Napadł z bronią w ręku na sklep. Grozi mu do 12 lat więzienia
32-latek wtargnął do jednego z gdańskich sklepów. Wymachując bronią zażądał dwóch butelek piwa. Krótko po wartym 6 zł skoku został ujęty. Grozi mu teraz nawet do 12 lat więzienia.
- W chwili zatrzymania 32-latek był nietrzeźwy. Badanie wykazało, że w wydychanym powietrzu ma ponad 2,5 promila alkoholu. Zaraz po zatrzymaniu trafił do policyjnego aresztu - relacjonuje Wirtualnej Polsce kom. Aleksandra Siewert, oficer prasowy Komendy Miejskiej Policji w Gdańsku.

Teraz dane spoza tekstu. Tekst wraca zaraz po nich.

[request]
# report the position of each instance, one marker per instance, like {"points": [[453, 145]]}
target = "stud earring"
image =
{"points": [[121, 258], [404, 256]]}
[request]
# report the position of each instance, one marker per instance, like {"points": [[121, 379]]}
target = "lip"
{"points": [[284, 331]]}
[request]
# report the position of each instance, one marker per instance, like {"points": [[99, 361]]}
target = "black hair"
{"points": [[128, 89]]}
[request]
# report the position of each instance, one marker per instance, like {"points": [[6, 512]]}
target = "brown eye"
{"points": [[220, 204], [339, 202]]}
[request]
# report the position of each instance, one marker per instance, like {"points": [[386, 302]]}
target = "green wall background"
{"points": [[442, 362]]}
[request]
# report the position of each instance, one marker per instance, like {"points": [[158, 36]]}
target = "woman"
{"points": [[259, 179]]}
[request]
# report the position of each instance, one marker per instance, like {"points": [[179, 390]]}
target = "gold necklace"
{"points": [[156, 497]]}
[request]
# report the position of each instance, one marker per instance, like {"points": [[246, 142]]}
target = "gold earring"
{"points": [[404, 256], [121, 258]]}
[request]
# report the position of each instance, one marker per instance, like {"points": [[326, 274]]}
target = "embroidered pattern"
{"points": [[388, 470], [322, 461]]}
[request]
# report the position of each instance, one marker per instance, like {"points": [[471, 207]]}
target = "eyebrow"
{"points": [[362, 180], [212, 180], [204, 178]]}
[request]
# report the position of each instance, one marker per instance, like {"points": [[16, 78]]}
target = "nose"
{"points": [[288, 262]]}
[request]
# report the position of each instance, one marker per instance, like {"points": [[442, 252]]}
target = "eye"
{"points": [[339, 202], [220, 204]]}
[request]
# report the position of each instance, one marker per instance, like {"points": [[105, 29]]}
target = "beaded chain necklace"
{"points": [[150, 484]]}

Funkcjonariuszy o sprawie powiadomiła roztrzęsiona ekspedientka. Sprawca wtargnął do sklepu i wymachując imitacją karabinu spacyfikował obsługę. Zażądał wydania dwóch butelek piwa, wartych 6 zł. Po ich otrzymaniu wybiegł ze sklepu.
Kilkanaście minut później napastnik wrócił do sklepu, ale już bez broni. Został zatrzymany przez klientów sklepu oraz obsługę i przekazany patrolowi.
Policjanci nadal pracują nad sprawą, ustalając wszystkie okoliczności zdarzenia. To nie pierwszy kontakt sprawcy z organami ścigania. W przeszłości był już karany za podobne przestępstwa. Mężczyzna zostanie niebawem doprowadzony do prokuratury.
Kodeks karny przewiduje za działalność rozbójniczą sankcję 12 lat więzienia. W przypadku użycia broni polanej, noża lub innego niebezpiecznego narzędzia kara nie może być niższa niż 3 lata pozbawienia wolności.